Иногда он просыпался среди ночи от кошмара, в котором по оплошности разбивал стеклянное изделие, потому что больше не чувствовал его, перестал слышать музыку хрусталя. За одно мгновение, словно неумелый ученик, он превращал в ничто творение мастера, родившееся в печи мастерской, и в этом тревожном сне осколки стекла рассекали его пальцы до крови.
У него на лбу выступил пот, руки заныли. «Я здесь скоро корни пущу», — раздраженно подумал он и обернулся как раз в тот момент, когда дверь дома Нажелей открылась, и из нее выплыла коляска темно-синего цвета, за которой вышла молодая женщина и вопросительно посмотрела на небо. По-видимому, вид ясного неба ее успокоил, и, кое-как справившись с коляской, она закрыла дверь.
На ней была длинная зеленая куртка из вельвета с воротником из серого меха, узкая юбка, закрывавшая колени, и круглая шапочка в виде тюрбана, которая непонятным образом держалась на вьющихся волосах. Поправив перчатки, она пошла по дорожке, толкая перед собой коляску.
Не раздумывая, Андреас отправился за ней, тем более что она шла в нужном ему направлении. Он с удивлением поймал себя на мысли, что разглядывает ее фигуру, узкие плечи, плавные изгибы бедер. Ветер поднимал ее светлые кудри с рыжим отливом. Было что-то утонченное, почти воздушное в ее походке, что-то бесконечно милое в очертаниях ее ног. У него возникло странное ощущение, что город вокруг него растворился в белом свете. Он видел только этот женский силуэт, невероятно грациозный, и у него вдруг появилось безотчетное и сильное желание его нарисовать.

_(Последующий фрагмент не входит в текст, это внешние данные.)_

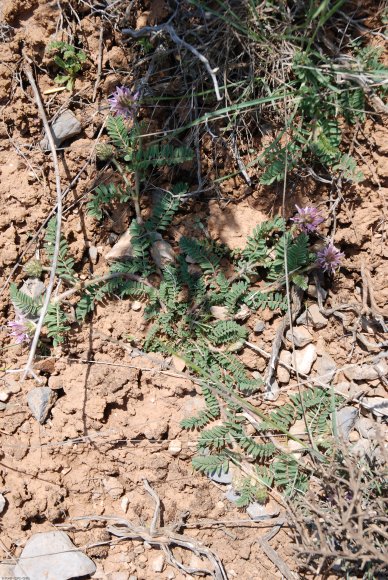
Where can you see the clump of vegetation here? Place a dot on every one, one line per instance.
(341, 527)
(69, 59)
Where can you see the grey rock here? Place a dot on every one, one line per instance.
(64, 127)
(366, 427)
(325, 367)
(346, 419)
(258, 512)
(312, 317)
(40, 401)
(7, 571)
(93, 254)
(3, 503)
(302, 336)
(259, 327)
(304, 358)
(52, 556)
(221, 477)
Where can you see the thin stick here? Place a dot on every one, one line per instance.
(167, 27)
(99, 63)
(28, 71)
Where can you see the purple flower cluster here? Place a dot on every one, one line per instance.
(308, 218)
(329, 259)
(123, 102)
(21, 329)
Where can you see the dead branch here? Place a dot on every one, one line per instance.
(167, 27)
(28, 368)
(163, 537)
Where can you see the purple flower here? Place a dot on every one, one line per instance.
(308, 218)
(21, 329)
(329, 258)
(122, 102)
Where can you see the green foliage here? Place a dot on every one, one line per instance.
(70, 59)
(27, 305)
(200, 253)
(226, 332)
(65, 265)
(57, 323)
(165, 208)
(211, 464)
(250, 491)
(102, 196)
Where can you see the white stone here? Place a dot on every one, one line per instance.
(313, 317)
(162, 253)
(64, 127)
(378, 405)
(122, 248)
(158, 563)
(113, 487)
(301, 335)
(174, 448)
(346, 419)
(304, 359)
(219, 312)
(3, 503)
(243, 313)
(258, 512)
(52, 556)
(282, 372)
(179, 363)
(124, 504)
(40, 400)
(325, 368)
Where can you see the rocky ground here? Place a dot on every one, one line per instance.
(114, 417)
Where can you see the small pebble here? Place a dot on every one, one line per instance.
(174, 448)
(93, 254)
(124, 504)
(3, 503)
(353, 436)
(113, 487)
(304, 358)
(158, 563)
(179, 363)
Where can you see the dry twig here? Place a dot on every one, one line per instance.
(164, 538)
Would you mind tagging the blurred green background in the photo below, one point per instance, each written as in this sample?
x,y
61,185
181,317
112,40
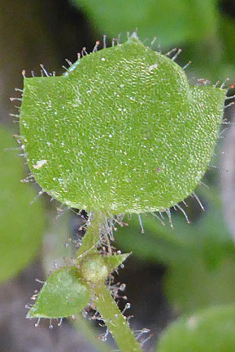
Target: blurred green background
x,y
187,271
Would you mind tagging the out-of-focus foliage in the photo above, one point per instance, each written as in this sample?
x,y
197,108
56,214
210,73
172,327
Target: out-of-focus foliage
x,y
198,27
200,256
211,330
21,225
173,21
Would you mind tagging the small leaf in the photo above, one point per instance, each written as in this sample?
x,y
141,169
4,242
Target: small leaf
x,y
62,295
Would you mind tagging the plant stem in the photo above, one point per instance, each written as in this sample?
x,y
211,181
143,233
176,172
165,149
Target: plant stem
x,y
92,235
115,321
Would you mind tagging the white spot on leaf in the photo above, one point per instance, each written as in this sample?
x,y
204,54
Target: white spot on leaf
x,y
39,164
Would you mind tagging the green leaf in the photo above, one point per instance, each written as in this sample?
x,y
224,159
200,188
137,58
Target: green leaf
x,y
122,132
62,295
210,330
21,225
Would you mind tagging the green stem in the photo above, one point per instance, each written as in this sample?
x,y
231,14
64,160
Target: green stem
x,y
115,321
92,236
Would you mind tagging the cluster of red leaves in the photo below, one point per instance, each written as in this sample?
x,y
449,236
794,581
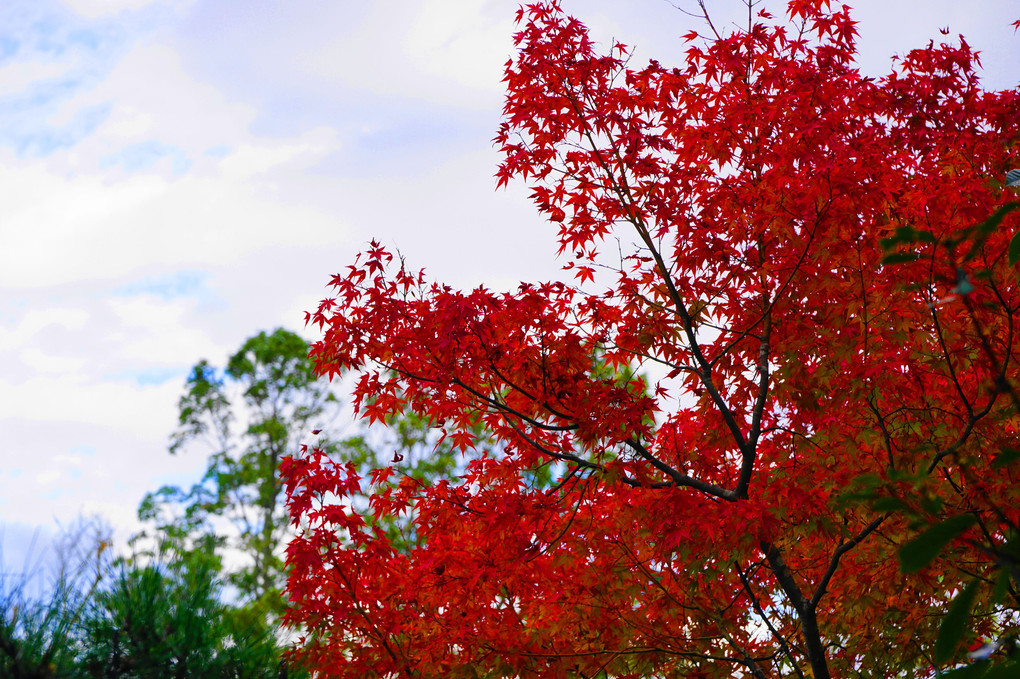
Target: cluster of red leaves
x,y
693,520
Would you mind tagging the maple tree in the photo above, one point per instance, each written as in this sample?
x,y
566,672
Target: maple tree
x,y
776,402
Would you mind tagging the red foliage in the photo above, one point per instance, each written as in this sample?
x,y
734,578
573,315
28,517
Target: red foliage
x,y
705,408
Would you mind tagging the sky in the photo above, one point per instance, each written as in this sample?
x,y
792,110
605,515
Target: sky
x,y
176,175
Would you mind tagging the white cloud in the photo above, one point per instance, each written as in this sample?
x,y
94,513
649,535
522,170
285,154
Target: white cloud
x,y
100,8
17,75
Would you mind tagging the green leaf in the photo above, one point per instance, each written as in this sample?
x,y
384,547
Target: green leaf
x,y
1008,456
1002,587
982,229
922,550
900,258
969,672
951,632
1015,248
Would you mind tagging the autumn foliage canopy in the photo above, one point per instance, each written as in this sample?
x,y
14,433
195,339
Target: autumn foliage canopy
x,y
784,349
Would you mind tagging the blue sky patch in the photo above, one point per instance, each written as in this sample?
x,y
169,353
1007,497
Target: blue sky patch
x,y
143,155
188,282
150,376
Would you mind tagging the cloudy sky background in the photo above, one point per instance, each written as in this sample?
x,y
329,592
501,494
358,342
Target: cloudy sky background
x,y
177,174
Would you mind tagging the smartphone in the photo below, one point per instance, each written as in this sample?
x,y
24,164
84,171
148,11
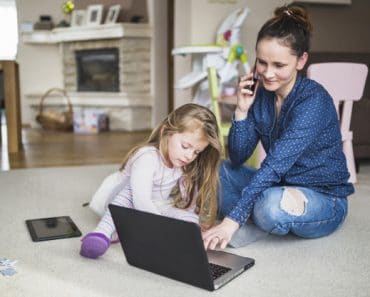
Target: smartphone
x,y
255,79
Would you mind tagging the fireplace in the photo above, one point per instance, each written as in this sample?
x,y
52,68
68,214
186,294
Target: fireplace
x,y
97,70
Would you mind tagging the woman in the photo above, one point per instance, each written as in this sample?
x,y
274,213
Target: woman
x,y
301,186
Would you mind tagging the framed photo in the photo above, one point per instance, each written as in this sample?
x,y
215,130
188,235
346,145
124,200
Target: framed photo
x,y
94,15
78,18
112,14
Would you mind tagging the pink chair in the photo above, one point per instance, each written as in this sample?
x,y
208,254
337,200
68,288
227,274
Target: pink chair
x,y
345,82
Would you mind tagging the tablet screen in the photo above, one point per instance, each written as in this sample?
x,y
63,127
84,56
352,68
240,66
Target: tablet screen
x,y
52,228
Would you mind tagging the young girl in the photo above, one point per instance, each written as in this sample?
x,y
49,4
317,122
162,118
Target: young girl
x,y
175,173
301,186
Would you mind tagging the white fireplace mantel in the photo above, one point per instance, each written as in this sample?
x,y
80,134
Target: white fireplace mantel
x,y
80,33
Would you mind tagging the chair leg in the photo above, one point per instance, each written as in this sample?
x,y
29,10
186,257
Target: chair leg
x,y
348,152
357,165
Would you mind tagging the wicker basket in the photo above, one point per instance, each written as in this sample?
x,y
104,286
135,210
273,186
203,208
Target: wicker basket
x,y
55,120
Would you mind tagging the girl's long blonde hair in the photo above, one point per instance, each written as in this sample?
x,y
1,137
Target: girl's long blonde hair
x,y
201,176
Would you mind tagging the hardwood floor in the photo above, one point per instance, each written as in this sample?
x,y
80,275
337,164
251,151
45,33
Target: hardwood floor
x,y
50,148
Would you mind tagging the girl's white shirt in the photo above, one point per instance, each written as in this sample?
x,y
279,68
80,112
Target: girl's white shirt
x,y
145,180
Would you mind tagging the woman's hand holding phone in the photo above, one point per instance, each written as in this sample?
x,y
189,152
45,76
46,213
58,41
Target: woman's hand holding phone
x,y
245,95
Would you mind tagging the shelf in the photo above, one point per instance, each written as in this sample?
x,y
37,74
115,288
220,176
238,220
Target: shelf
x,y
80,33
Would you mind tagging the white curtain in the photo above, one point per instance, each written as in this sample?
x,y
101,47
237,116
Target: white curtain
x,y
8,30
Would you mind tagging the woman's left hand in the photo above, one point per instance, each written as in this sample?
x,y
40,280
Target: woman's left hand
x,y
219,235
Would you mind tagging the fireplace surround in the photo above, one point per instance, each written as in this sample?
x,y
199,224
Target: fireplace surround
x,y
129,102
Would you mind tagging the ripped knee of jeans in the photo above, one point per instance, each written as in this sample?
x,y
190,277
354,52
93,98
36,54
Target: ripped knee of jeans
x,y
293,201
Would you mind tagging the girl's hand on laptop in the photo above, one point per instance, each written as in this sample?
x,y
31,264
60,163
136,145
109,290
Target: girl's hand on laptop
x,y
219,235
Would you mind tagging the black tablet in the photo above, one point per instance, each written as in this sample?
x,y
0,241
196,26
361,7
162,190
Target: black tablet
x,y
52,228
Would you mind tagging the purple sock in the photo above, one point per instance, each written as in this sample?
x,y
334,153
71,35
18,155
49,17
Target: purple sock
x,y
94,245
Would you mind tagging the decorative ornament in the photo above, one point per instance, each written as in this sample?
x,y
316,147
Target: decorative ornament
x,y
68,7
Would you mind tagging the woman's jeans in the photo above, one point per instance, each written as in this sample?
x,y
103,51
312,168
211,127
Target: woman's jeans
x,y
283,209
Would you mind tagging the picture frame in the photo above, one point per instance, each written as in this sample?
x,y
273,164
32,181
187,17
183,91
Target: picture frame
x,y
112,15
78,18
94,15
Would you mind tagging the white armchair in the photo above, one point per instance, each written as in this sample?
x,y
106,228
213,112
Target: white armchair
x,y
224,56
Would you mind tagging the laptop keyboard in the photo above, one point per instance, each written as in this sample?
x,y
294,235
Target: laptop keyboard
x,y
217,270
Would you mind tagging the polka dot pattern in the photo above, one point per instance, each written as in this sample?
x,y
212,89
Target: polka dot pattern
x,y
303,145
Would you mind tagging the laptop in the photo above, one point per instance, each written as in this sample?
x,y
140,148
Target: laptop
x,y
174,248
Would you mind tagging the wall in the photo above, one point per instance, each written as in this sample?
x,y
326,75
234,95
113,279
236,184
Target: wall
x,y
40,66
340,28
197,22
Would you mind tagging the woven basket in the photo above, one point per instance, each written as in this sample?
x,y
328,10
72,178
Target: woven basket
x,y
55,120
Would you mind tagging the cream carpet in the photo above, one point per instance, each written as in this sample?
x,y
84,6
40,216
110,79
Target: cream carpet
x,y
338,265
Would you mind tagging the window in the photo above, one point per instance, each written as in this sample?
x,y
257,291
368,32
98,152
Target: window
x,y
8,30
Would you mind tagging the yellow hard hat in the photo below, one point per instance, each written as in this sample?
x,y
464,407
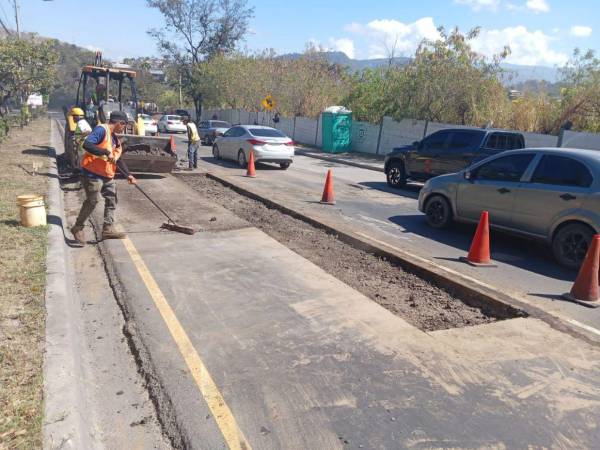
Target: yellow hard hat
x,y
76,112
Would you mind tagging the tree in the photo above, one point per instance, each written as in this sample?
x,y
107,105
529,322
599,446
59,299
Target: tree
x,y
205,28
580,92
26,67
446,81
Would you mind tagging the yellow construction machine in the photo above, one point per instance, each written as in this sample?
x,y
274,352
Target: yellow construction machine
x,y
102,90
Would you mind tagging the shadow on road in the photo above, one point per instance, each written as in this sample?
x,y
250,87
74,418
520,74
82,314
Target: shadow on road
x,y
234,165
411,190
509,249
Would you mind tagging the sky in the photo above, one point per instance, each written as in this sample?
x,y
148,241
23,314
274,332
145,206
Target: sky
x,y
539,32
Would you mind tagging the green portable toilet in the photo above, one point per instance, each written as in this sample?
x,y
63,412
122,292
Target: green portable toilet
x,y
337,132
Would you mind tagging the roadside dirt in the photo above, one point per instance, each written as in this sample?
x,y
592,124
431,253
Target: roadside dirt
x,y
24,165
404,294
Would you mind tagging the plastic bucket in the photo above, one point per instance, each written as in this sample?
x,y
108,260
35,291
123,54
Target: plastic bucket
x,y
32,210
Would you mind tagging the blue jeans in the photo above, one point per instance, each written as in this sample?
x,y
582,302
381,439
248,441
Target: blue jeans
x,y
193,155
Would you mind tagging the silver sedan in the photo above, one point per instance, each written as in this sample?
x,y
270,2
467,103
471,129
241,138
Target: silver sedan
x,y
552,194
268,145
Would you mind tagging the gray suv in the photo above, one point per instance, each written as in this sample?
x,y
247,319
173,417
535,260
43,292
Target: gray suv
x,y
446,151
210,130
552,194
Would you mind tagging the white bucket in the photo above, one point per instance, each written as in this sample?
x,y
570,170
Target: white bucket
x,y
33,210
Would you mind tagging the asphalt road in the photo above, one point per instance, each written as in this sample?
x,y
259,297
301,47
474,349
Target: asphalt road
x,y
255,347
525,268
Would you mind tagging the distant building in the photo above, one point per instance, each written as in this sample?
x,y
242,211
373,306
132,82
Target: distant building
x,y
158,74
121,66
513,94
35,100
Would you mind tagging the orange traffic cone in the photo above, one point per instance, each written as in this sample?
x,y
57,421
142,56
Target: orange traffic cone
x,y
251,171
585,288
479,253
328,197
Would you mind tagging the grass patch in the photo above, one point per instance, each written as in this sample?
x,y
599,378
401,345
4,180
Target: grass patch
x,y
22,288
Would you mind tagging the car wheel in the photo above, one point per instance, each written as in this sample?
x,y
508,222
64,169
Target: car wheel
x,y
570,244
396,175
438,212
242,159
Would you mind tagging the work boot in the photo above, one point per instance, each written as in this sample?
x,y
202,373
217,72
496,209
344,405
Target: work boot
x,y
110,232
77,233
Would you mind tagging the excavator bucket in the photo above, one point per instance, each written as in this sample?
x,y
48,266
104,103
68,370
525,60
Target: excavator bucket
x,y
148,153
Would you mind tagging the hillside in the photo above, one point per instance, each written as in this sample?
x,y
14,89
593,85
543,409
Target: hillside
x,y
515,73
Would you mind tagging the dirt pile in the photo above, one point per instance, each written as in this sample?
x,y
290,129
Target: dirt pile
x,y
404,294
145,149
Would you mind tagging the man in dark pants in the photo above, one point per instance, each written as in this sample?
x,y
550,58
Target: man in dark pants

Нервным движением руки он принялся искать в кармане свой блокнот для набросков, но его пальцы наткнулись лишь на письмо Венсана в белом конверте. Он схватил его, отыскал карандаш и набросал несколько штрихов, чтобы сохранить в памяти этот образ. Однако он очень быстро осознал всю тщетность своих усилий. Невозможно было рисовать на ходу. Откуда это лихорадочное нетерпение? «Наверное, ты просто отвык смотреть на женщин», — усмехнулся он.
Она замешкалась перед тем, как перейти улицу, и он тоже остановился, инстинктивно отойдя к воротам, как частенько делал, когда был солдатом и передвигался по улицам городов, прижимаясь к домам.
Андреас заметил, что дошел за молодой женщиной до самой площади. Она вышла из тени платанов и остановилась возле небольшой эстрады. Он подумал, что она сядет на один из маленьких металлических стульев, но она осталась стоять.
Когда музыканты закончили играть, несколько женщин зааплодировали, и приглушенный звук хлопков руками в перчатках поплыл над бульваром с ухоженными цветочными клумбами, откуда открывался вид на реку Мозель и лесистые холмы.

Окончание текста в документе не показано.